Maximum likelihood phylogenetic tree of complete RVFV genome sequences (combined L (GenBank accessions: DQ375400–1, DQ375406, DQ375410, DQ375427, DQ375429, EU574004, EU574017, EU574020, EU574029, HM586953–60, JF311371, JF311375–6 and JQ820488–91), M (GenBank accessions: DQ380190–1, DQ380196–7, DQ380200, DQ380205, JQ820488–91, EU574031, EU574044, EU574047, EU574055, HM586964–71, JF311368–9, JF311371, JF311375–6 and JQ820483–6) and S segments (GenBank accessions: DQ380145, DQ380149, DQ380156, DQ380169–70, DQ380176, EU574057, EU574086, EU574072, EU574075, HM586975–82, JF311386–7, JF311389, JF311393–4, JQ820472, JQ820474, JQ820476 and JQ820477)) analyzed using PhyML v. 3.0. The phylogenies employed the General Time-Reversible nucleotide substitution (rate categories=4) model, in which the base frequencies and the relative substitution rates between them were estimated by maximizing the likelihood of the phylogeny.

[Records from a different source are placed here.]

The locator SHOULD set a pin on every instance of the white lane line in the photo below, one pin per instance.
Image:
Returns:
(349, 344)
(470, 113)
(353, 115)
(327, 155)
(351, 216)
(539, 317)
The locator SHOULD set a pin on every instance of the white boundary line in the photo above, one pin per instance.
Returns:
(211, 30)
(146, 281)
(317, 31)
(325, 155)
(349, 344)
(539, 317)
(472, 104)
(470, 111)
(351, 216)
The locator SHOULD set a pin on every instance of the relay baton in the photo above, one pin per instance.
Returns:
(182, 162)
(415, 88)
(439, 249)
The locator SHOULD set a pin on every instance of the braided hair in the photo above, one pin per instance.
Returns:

For estimating the tree topology, both nearest-neighbor interchange and sub-tree pruning and regrafting improvements were used. Country (bold), isolate identification (italics), year and host are indicated for all 27 sequences analyzed. Bootstrap values at the major nodes are expressed as percentage agreement among 1000 replicates. The branch length scale represents substitutions per site. A red sequence indicates a reassortant isolate.

Figure 3

Maximum likelihood phylogenetic tree of complete RVFV M segment sequences. Country (bold), isolate identification (italics), GenBank accession (in brackets), year and host are indicated for all 27 sequences analyzed. Bootstrap values at the major nodes are expressed as percentage agreement among 1000 replicates. The branch length scale represents substitutions per site. A red sequence indicates a reassortant isolate.